There are crimes only man can commit,
So brutal and cruel, they could never hope to regain their lost innocence,
Shattered like the heart of the woman who first loved man.
The hostility spreads further than the space of heaven
Capturing beautiful angels, clipping their wings on a promise of new glory,
The words from a profit, a fallen angel, had never sounded so lovely.
These creatures emerge from the depths of whatever hell would not hold them,
And their mentality is quick to spread to the minds of the rational.

The sickness is not a choice, but I shall choose it regardless,
Its promising temptation too powerful, seducing my already malleable morals.
The pretty lies and thrilling flashes capture my devote heart,
But I cannot worship a false God without just reward.
So I let her climb inside my body, fixing the temple that traps my righteousness.
I let her wash me in tears of true believers and forgotten prayers,
All the while hoping not to attract the eyes of my sleeping demons.

The sickness is all consuming and dominant and not without its price,
For I have become as blind as the faith that ties me to broken angels,
All the while holding onto a promise of divine majesty and immortality.
And have found a comfort in the faux wings of my delusional mind,
While my demons awake with a newfound ecstasy of unknown grace and pride.
Though they have yet to discover the temptation of a repeated sin.

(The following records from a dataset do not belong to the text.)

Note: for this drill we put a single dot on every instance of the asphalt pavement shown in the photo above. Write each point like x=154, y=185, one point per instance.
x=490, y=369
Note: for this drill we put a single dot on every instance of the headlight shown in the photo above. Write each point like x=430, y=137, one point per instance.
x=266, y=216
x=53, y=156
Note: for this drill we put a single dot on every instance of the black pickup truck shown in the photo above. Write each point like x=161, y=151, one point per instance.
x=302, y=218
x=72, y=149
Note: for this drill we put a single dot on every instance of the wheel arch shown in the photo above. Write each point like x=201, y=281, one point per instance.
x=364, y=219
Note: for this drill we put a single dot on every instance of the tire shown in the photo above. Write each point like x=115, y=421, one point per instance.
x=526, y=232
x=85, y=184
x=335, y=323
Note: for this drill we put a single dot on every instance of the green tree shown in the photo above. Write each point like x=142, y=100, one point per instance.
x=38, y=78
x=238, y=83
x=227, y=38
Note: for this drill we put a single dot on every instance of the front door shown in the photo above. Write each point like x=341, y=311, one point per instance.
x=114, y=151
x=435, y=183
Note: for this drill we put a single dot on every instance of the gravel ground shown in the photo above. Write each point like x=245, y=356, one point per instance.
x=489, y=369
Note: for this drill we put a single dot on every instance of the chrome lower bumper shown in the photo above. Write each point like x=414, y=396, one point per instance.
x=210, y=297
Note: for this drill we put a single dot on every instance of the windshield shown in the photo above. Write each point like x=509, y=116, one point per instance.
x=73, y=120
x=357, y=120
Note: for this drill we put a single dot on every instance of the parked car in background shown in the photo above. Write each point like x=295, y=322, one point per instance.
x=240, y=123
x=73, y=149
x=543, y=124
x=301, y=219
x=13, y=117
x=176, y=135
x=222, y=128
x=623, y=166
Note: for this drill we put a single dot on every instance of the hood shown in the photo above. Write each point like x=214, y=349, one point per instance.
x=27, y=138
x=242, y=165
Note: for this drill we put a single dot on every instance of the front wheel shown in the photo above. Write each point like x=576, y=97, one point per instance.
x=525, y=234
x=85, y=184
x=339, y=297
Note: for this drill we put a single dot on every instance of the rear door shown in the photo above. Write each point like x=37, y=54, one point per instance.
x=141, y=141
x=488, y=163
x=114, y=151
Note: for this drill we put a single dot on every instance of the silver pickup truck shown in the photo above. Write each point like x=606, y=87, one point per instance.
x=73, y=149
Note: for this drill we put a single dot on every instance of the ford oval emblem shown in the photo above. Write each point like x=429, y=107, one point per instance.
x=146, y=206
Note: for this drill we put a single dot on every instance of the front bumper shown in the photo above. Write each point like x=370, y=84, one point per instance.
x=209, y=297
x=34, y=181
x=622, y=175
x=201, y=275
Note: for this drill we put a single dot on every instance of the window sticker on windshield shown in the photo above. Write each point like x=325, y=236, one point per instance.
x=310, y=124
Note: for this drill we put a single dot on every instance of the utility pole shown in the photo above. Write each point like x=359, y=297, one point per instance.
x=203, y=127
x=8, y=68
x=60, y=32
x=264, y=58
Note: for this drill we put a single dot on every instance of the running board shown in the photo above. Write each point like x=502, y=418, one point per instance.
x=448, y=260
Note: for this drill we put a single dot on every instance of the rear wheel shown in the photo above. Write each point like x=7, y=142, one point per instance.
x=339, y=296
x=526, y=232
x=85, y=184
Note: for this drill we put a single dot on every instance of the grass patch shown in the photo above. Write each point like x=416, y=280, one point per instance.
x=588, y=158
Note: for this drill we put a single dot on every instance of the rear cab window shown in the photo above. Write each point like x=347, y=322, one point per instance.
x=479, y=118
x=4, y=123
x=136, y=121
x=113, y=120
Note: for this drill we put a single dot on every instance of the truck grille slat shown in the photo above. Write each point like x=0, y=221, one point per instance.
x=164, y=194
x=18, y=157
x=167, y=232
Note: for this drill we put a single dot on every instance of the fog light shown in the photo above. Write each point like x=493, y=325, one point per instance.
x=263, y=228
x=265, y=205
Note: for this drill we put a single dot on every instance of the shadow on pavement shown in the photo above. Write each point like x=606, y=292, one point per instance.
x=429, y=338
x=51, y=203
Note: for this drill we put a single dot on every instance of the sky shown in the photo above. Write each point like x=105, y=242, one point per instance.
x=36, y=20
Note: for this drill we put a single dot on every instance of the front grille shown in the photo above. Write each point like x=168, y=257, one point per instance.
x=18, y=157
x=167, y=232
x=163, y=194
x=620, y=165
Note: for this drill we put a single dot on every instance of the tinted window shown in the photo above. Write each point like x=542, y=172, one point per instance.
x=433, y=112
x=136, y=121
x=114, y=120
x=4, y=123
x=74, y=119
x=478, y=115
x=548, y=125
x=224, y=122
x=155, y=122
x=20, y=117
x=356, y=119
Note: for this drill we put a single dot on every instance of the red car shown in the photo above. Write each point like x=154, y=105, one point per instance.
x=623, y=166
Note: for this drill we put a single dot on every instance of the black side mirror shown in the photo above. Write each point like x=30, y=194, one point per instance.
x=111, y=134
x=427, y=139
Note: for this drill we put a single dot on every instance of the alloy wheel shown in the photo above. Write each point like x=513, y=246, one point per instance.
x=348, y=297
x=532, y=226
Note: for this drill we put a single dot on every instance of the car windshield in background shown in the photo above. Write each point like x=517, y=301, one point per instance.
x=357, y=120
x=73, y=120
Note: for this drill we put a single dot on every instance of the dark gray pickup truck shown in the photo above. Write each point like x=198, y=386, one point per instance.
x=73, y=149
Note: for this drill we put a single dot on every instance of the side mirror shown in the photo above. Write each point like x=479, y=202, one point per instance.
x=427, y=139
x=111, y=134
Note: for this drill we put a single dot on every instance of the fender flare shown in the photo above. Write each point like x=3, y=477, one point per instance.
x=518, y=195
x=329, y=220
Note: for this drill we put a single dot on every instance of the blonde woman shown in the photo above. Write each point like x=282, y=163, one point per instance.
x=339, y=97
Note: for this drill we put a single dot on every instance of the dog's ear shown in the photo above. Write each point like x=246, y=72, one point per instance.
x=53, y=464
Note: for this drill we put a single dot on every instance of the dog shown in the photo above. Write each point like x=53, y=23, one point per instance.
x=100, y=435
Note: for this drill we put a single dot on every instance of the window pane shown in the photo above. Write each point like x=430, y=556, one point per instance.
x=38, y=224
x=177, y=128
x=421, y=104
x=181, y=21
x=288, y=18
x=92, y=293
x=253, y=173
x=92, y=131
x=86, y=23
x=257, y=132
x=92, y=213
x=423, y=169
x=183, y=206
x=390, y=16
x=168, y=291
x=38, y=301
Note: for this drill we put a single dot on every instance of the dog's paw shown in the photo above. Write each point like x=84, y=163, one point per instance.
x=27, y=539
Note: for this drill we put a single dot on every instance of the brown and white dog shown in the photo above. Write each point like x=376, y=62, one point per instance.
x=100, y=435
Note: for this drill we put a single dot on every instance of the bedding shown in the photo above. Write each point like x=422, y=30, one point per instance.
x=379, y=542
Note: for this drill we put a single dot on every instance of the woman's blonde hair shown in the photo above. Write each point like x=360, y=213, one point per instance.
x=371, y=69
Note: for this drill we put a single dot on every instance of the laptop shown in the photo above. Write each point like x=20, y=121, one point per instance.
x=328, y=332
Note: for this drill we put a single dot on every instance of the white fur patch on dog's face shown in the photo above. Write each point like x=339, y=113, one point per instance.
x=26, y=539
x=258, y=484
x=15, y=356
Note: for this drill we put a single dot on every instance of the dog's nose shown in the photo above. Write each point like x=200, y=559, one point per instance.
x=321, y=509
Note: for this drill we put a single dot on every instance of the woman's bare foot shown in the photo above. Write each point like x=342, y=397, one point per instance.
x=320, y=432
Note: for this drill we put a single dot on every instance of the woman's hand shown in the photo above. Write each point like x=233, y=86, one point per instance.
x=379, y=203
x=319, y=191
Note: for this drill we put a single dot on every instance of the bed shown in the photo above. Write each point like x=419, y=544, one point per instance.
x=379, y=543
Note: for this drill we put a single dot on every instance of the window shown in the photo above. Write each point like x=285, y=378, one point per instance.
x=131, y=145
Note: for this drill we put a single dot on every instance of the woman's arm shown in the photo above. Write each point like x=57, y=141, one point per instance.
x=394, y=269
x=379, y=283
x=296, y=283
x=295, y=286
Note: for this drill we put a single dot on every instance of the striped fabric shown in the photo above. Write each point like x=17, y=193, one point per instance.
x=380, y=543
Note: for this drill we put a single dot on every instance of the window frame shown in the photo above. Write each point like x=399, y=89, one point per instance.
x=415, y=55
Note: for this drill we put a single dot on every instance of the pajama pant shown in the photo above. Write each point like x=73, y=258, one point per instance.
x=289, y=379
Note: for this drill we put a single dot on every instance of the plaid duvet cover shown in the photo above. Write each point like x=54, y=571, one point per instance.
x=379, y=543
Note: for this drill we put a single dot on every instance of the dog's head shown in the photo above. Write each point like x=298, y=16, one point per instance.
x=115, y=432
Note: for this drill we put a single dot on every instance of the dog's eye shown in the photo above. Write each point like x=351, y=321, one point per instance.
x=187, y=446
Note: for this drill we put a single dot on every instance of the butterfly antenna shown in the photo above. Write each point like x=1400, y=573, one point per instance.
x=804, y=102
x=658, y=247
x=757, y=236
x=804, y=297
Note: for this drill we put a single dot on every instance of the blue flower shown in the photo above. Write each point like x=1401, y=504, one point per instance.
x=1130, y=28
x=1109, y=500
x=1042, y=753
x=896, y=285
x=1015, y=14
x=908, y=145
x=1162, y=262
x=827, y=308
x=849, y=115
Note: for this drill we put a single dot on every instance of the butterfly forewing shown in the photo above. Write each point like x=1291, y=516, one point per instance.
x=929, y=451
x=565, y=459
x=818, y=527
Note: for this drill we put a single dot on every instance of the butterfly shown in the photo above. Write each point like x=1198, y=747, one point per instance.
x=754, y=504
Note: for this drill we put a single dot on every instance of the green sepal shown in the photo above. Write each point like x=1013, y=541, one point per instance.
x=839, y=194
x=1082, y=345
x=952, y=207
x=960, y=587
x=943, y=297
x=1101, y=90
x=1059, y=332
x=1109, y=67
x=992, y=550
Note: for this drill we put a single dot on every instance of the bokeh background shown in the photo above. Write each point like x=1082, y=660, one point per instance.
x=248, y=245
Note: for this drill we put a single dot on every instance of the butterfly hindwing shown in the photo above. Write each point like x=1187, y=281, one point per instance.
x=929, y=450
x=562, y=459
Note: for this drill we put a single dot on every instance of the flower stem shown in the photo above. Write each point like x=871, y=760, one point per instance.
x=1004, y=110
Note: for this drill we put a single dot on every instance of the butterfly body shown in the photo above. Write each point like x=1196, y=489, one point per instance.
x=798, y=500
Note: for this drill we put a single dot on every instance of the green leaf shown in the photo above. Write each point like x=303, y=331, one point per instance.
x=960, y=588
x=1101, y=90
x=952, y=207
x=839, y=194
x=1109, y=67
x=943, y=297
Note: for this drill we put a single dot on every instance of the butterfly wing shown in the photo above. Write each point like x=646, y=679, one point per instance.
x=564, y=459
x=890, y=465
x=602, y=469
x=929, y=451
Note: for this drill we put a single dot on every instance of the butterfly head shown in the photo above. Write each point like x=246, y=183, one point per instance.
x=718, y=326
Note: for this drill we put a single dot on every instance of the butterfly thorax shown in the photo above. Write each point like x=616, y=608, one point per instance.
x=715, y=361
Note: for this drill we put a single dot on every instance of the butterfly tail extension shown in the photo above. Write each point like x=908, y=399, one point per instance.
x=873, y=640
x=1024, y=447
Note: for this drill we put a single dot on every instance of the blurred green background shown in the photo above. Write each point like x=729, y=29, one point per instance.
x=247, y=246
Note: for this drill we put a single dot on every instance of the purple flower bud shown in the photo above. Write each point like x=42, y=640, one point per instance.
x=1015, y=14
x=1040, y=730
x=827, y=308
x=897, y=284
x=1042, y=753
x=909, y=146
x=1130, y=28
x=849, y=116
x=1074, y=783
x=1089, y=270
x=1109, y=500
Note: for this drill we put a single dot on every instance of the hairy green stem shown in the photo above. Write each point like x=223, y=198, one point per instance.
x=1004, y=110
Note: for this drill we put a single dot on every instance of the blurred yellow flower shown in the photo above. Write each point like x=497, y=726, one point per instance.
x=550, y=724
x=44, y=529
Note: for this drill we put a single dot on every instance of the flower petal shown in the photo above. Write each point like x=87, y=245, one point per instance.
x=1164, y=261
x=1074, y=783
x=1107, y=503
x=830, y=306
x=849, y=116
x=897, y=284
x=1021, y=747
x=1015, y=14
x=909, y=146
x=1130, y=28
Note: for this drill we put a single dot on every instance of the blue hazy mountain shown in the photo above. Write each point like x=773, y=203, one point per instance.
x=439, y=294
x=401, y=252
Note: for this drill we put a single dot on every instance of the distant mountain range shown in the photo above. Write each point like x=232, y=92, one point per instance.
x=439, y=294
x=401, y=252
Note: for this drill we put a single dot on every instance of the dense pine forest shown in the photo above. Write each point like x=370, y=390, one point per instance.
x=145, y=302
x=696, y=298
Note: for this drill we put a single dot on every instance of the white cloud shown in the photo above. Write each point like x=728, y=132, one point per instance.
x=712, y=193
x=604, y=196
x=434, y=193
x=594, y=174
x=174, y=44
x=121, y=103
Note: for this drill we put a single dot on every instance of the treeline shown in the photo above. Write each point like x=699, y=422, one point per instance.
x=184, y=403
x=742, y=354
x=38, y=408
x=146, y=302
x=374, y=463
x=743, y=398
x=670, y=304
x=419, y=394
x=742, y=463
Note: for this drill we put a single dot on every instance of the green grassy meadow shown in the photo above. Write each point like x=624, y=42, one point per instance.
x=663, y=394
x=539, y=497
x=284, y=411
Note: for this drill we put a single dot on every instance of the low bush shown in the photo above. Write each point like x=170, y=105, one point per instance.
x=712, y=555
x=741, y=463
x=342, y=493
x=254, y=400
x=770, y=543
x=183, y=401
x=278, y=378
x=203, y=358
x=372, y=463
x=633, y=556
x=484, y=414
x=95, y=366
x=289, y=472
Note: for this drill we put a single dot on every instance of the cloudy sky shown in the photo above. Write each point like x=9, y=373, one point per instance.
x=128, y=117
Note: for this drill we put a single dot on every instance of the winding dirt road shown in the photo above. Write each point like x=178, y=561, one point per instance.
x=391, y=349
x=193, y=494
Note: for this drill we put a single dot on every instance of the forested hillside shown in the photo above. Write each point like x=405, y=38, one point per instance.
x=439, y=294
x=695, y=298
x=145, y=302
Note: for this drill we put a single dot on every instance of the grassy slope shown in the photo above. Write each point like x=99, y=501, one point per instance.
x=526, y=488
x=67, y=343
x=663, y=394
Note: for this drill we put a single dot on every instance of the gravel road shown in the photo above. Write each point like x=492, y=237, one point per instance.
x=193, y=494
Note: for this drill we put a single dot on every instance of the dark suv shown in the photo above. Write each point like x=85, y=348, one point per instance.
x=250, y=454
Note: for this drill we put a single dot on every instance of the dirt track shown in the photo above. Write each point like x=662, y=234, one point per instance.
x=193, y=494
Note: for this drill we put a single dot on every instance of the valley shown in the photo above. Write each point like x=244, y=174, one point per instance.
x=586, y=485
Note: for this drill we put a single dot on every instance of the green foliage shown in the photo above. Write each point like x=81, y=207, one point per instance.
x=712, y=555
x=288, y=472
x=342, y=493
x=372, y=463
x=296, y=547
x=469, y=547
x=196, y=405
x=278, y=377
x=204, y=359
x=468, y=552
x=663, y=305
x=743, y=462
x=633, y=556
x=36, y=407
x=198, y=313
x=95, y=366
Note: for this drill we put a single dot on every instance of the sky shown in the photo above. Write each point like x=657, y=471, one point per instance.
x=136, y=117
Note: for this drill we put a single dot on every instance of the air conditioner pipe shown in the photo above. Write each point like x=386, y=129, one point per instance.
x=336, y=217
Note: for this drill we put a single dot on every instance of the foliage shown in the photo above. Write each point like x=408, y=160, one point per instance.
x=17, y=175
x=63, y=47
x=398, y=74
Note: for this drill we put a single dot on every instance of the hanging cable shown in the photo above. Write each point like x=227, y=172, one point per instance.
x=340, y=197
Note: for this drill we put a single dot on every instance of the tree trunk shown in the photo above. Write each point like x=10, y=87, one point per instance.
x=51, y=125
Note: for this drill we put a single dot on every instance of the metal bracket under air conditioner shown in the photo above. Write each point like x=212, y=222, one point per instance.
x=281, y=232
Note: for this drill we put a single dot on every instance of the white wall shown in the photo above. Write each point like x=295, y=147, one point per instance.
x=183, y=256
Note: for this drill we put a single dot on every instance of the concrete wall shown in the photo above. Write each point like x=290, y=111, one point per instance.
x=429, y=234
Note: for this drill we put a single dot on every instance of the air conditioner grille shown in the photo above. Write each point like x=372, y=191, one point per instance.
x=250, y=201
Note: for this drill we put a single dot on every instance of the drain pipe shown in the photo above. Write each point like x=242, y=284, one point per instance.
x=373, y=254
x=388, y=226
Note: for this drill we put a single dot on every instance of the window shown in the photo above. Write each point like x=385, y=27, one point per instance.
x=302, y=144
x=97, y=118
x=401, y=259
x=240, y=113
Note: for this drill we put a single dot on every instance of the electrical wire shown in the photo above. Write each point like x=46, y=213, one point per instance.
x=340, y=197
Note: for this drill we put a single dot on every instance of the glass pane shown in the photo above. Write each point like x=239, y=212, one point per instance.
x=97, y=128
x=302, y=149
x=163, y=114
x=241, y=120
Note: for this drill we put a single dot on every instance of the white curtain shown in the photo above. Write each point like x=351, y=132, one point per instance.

The sickness has evolved and spread, without nature dealing her piece,
Leading me to crave a new high to give my heart to,
So I fall under another magical spell and let the tale weave a new song into my heart,
Listening to the cries of the night, for they carry a warning no man wills to hear.
I found love where she would have never ventured.
If not for the sad cries of a lonely heart and a broken prayer,
She would have never found my ghost, hidden in the shadows of my own hell.

There is no cure for my sickness, just endless temptations and new highs to seek,
So be careful, for the fallen angel you give sympathy will lead you to demise.
I keep going to the walls filled with holy men and forgiveness,
Hoping to be bathed in the tears of true believers and devote saints.
And I wait for the day the river will have nothing left to wash away.

to be loved and then loved by you

Who would I be when I was still with you?
Would we have grown together,
Embraced our flaws and learned to be what the other needed…
Then,
Would we have grown sick of each other,
Hating the very things that made us fall in love.
Love, such a loose word for us.
Would that have changed too?
Or,
Would things have remained the same,
The same tired lies and excuses,
Our fights that grew harder and frequent and violent.
The walls that grew and grew, until I wished to throw you over.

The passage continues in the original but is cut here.